The Pentagon on Thursday denied a South Korean news report saying that the United States was considering a significant cut to its troop numbers in South Korea if Seoul does not contribute more to the costs of the deployment.
“There is absolutely no truth to the Chosun Ilbo report that the U.S. Department of Defense is currently considering removing any troops from the Korean Peninsula,” Pentagon spokesman Jonathan Hoffman said in a statement, referring to Secretary Mark Esper, who earlier Thursday had said he was unaware of any such planning.

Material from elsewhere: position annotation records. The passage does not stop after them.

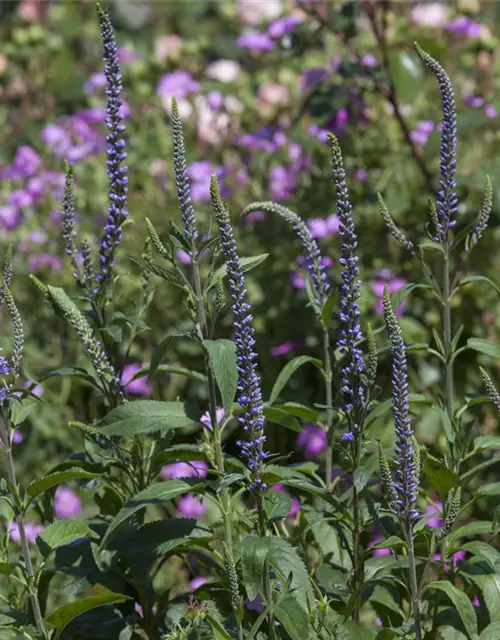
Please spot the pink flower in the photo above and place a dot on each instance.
(66, 503)
(312, 440)
(220, 416)
(223, 70)
(324, 227)
(394, 284)
(379, 552)
(437, 521)
(139, 386)
(190, 506)
(192, 469)
(32, 531)
(197, 582)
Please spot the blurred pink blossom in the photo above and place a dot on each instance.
(190, 506)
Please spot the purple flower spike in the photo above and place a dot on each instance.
(353, 365)
(447, 201)
(116, 154)
(249, 391)
(407, 473)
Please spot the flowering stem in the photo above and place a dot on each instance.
(413, 581)
(329, 410)
(11, 474)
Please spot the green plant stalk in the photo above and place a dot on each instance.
(11, 474)
(413, 580)
(329, 411)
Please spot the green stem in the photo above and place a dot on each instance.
(413, 582)
(11, 474)
(329, 410)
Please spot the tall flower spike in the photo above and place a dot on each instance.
(68, 218)
(249, 391)
(117, 212)
(181, 179)
(73, 316)
(17, 323)
(316, 270)
(407, 474)
(447, 201)
(398, 233)
(353, 392)
(491, 389)
(484, 215)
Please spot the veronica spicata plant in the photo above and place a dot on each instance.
(194, 527)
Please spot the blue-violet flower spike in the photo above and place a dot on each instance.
(117, 212)
(249, 391)
(351, 387)
(407, 473)
(447, 201)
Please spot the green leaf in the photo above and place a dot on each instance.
(161, 349)
(37, 487)
(484, 346)
(145, 416)
(461, 603)
(222, 354)
(62, 532)
(406, 72)
(473, 279)
(68, 612)
(287, 372)
(492, 632)
(277, 505)
(257, 553)
(441, 478)
(155, 494)
(293, 618)
(247, 264)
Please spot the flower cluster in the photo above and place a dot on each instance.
(350, 330)
(249, 391)
(116, 152)
(407, 471)
(447, 201)
(313, 260)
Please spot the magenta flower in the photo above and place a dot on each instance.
(324, 227)
(32, 531)
(66, 503)
(379, 552)
(255, 42)
(280, 27)
(192, 469)
(179, 84)
(437, 521)
(394, 284)
(312, 441)
(220, 416)
(197, 582)
(190, 506)
(139, 386)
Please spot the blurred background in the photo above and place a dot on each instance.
(260, 83)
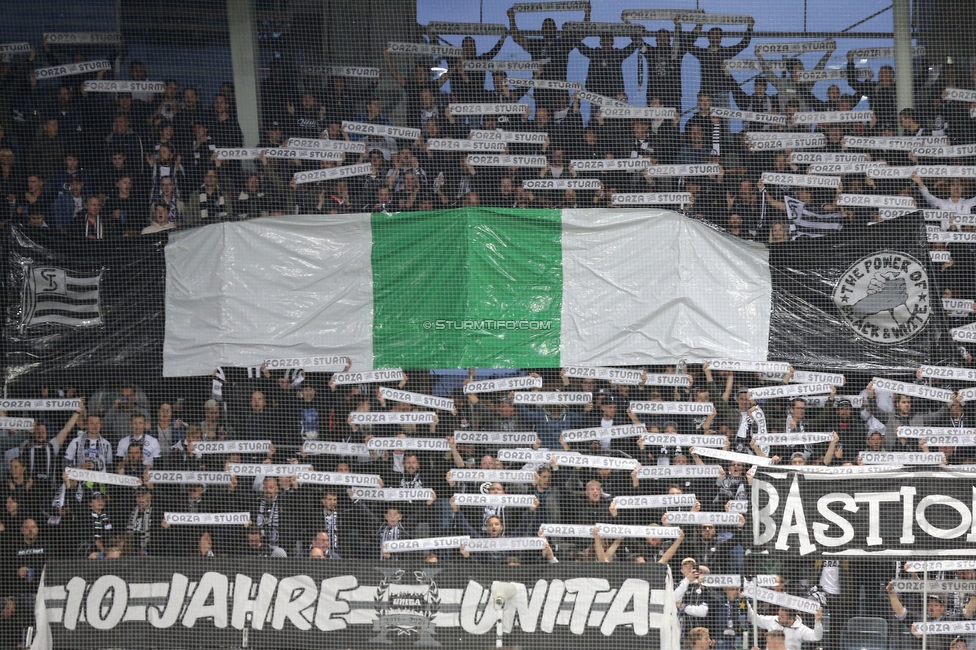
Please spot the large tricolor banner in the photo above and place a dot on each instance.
(460, 288)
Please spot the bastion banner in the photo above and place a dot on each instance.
(896, 514)
(250, 602)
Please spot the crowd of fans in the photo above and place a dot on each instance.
(128, 431)
(98, 165)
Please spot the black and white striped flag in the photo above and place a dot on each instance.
(805, 223)
(54, 295)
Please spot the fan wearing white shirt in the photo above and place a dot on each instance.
(955, 202)
(150, 446)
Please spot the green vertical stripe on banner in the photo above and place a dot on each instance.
(469, 287)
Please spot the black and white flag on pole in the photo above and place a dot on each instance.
(55, 295)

“Secretary Esper was in South Korea this past week where he repeatedly reiterated our ironclad commitment to (South Korea) and its people. News stories such as this expose the dangerous and irresponsible flaws of single anonymous source reporting. We are demanding the Chosun Ilbo immediately retract their story.”

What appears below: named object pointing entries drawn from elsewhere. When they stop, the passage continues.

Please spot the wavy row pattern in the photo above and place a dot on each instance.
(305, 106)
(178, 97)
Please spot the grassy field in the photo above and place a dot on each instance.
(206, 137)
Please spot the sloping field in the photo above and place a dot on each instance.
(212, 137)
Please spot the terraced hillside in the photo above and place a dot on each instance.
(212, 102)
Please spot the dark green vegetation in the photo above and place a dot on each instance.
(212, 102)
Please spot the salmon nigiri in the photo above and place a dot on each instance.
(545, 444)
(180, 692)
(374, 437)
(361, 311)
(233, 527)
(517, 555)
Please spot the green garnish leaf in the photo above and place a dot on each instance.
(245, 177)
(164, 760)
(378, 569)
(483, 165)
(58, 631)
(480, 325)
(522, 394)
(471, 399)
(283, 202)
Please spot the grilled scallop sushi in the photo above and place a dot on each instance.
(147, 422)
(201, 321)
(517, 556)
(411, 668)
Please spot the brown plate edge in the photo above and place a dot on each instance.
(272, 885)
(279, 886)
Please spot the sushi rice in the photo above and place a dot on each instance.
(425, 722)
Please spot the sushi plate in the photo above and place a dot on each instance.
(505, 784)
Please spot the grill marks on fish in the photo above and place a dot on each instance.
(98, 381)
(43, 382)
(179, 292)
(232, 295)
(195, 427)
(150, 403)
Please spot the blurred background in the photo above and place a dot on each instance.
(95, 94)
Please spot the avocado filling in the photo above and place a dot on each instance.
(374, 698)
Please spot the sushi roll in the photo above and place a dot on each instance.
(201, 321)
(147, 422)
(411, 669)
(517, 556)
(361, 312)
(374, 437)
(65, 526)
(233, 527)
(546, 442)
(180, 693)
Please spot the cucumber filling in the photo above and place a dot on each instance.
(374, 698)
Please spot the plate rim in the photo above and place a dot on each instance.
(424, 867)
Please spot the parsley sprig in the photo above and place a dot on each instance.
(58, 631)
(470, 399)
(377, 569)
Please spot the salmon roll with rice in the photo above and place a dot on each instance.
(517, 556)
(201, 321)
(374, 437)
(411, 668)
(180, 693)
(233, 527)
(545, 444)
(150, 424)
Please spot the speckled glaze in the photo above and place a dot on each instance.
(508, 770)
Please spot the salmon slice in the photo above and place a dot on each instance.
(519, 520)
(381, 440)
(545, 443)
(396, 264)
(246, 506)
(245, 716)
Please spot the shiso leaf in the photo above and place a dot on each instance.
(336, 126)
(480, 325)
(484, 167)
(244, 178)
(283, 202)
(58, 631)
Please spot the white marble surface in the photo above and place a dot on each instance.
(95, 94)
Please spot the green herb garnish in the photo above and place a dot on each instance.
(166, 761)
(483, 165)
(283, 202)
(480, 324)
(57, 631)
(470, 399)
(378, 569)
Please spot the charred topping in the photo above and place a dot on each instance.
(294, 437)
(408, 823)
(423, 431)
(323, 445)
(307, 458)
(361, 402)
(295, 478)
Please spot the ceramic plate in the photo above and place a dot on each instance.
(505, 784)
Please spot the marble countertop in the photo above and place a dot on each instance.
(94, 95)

In the story, Chosun Ilbo quotes a diplomatic source as saying the U.S. is preparing to withdraw one brigade.
A typical U.S. military brigade numbers about 3,000 to 4,000 troops. There are about 28,500 U.S. troops currently stationed in South Korea, which remains technically in a state of war with nuclear-armed neighbor North Korea following their 1950-1953 conflict.
U.S. Defense Secretary Mark Esper said he was not aware of any plans to withdraw 4,000 U.S. troops from South Korea if cost-sharing talks failed.
“We’re not threatening allies over this. This is a negotiation,” he told reporters during a trip to Vietnam.
South Korea’s defense ministry said the Chosun report was “not the official position of the U.S. government.”
Under U.S. law, the United States’ troop presence in South Korea must not fall below 22,000 unless the Secretary of Defense justifies a further reduction to Congress.